Is it possible to specify a Python function as `args` in a YAMLFileCatalog?
dougiesquire opened this issue · comments
I'd like to create a YAMLFileCatalog that includes a source with an argument that is a Python function. Is there a way to do this?
An example using a CSV source:
import ast
import intake
import pandas
# Create the source data
data = {
"col0": [["a","b"], ["c","d","e"]],
"col1": [0, 1]
}
pandas.DataFrame(data).to_csv("test.csv", index=False)
# Open using intake with converter function
cat = intake.open_csv("test.csv", csv_kwargs={"converters": {"col0": ast.literal_eval}})
cat.read() # works
# Can we write a YAML catalog with the converter function specified in args?

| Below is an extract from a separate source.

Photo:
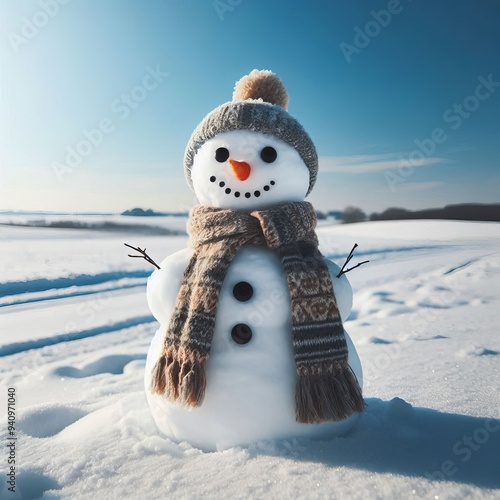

with open("test.yaml", "w") as f:
f.write(cat.yaml())
# It seems not (this fails)
intake.open_catalog("test.yaml")
The contents of test.yaml
look like this:
sources:
csv:
args:
csv_kwargs:
converters:
col0: !!python/name:ast.literal_eval ''
urlpath: test.csv
description: ''
driver: intake.source.csv.CSVSource
metadata: {}
YAML does allow for specifying python objects like that, but Intake explicitly "safe loads" YAML, to prevent arbitrary code execution from reading a catalog file. In a few places, it is possible to specify functions as a string like "package.module.funcname" (or maybe a ":" instead of the final "."; see https://intake.readthedocs.io/en/latest/transforms.html#functional-example ), but these are NOT evaluated by loading alone, but by the specifics of the driver in question. The CSV driver does not know about any func-type arguments.